When setting up a Microsoft Windows Server 2008 system, I went through the motions to set up IIS, MS SQL Server 2008, and Visual Studio 2010 to use as a test-bed.
One of the immediate benefits of setting up such a system is that most development can be done remotely: MS SQL Server Management Studio, Visual Studio’s Web development suite, as well as file shares, remote desktop, etc, make for a great way to remotely develop in ‘pristine’ conditions.
But there are drawbacks, too, such as needing to deal with firewall issues, not being able to penetrate past a router or the requirement of setting up a VPN.
One of the problems I encountered when trying to remote into the MS SQL Server 2008 that I’d set up was the following error:
Named Pipes Provider, error: 40 – Could not open a connection to SQL Server
I followed the below steps, and was able to connect to the server after just a few moments of tinkering:
1. From the server in question, surf to this Microsoft article, and download and install the Firewall rules modification program. Never drop your firewall, even on a development machine, unless you have a really good reason to.
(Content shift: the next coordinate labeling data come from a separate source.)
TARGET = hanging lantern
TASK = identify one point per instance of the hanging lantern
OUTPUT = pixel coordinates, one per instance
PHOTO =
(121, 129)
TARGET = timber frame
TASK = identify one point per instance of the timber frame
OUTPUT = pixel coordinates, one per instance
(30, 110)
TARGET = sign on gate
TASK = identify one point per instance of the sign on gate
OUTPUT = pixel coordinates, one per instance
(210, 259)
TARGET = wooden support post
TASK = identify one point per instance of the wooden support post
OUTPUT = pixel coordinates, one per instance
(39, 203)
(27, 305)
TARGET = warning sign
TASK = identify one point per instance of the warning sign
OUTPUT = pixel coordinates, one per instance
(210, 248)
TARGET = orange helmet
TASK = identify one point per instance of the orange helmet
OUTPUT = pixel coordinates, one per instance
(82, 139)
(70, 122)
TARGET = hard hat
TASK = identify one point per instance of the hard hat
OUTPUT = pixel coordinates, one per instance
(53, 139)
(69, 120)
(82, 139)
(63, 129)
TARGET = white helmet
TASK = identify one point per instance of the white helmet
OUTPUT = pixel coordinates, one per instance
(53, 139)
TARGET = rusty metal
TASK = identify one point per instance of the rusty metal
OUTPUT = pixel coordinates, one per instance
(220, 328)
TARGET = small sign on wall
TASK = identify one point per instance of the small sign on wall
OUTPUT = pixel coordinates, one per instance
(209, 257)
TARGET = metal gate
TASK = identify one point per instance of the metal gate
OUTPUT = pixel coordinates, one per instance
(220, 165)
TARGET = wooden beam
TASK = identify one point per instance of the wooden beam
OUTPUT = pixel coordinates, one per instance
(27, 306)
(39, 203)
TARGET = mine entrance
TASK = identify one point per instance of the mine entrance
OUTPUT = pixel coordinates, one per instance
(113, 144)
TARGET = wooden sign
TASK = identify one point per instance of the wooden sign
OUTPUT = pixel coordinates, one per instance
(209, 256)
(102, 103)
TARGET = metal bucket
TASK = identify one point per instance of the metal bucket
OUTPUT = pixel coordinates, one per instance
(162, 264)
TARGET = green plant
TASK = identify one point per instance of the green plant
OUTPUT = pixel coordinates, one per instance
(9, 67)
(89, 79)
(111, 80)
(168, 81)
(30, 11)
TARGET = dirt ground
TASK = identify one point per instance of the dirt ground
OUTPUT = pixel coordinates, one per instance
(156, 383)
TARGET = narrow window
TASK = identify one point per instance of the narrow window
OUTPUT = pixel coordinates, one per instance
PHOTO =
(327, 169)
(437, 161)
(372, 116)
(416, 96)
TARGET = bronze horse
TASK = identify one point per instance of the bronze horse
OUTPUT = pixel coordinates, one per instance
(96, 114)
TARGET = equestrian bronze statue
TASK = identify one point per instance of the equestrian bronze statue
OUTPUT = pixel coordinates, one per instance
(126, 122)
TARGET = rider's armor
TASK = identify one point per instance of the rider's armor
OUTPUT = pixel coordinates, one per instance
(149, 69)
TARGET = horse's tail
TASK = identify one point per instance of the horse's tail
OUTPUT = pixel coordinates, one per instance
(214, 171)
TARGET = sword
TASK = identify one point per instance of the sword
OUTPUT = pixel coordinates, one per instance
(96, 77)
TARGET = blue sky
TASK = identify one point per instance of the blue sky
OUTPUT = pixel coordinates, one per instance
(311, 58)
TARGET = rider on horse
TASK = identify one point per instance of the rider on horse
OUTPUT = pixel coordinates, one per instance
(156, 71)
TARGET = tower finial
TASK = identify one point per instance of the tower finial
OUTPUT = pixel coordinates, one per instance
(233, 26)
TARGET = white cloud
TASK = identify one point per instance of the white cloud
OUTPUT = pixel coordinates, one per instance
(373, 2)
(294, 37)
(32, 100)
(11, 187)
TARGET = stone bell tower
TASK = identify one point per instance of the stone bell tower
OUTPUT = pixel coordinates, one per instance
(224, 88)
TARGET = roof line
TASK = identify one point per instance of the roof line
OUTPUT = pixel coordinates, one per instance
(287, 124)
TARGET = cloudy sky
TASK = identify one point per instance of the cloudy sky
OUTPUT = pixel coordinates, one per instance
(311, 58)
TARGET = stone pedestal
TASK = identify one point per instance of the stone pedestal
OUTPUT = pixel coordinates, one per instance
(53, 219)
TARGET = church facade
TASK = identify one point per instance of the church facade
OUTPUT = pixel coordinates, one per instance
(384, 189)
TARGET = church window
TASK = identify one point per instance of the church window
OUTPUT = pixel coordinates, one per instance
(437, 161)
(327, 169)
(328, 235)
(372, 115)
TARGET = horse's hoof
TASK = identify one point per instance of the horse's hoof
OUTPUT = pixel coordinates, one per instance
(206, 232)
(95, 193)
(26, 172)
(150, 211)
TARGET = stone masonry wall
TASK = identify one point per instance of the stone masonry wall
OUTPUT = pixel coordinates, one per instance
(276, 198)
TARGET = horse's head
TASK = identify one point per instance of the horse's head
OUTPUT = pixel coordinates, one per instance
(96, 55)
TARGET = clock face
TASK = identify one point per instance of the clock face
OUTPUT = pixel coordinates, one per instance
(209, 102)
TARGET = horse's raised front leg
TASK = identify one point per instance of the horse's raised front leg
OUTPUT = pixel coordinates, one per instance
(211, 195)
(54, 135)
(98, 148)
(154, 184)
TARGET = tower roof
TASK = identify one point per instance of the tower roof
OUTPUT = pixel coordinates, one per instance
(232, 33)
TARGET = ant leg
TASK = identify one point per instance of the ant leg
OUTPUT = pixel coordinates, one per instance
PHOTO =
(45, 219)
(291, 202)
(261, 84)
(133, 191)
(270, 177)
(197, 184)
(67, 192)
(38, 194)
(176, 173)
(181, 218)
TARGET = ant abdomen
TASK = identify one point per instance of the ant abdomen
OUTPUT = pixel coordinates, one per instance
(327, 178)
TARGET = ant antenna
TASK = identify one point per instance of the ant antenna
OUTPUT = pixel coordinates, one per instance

2. Launch SQL Server Configuration Manager. Navigate to SQL Server Network Configuration, then Protocols for your server name. Enable TCP/IP and Named Pipes by right-clicking and choosing Enable for each given Protocol Name.
3. Restart the SQL Server service from Services (or from command line, subsequently run “net stop mssqlserver” then “net start mssqlserver”.
4. Try your remote connection once more, and you should be able to connect.
It’s not a terribly difficult concept, but one of the more challenging tasks developers face is dealing with environment setup. And while there is a certain blurred-line overlap between software development and server administration, sometimes the latter is daunting, especially given that you might set up only a handful of servers during your career.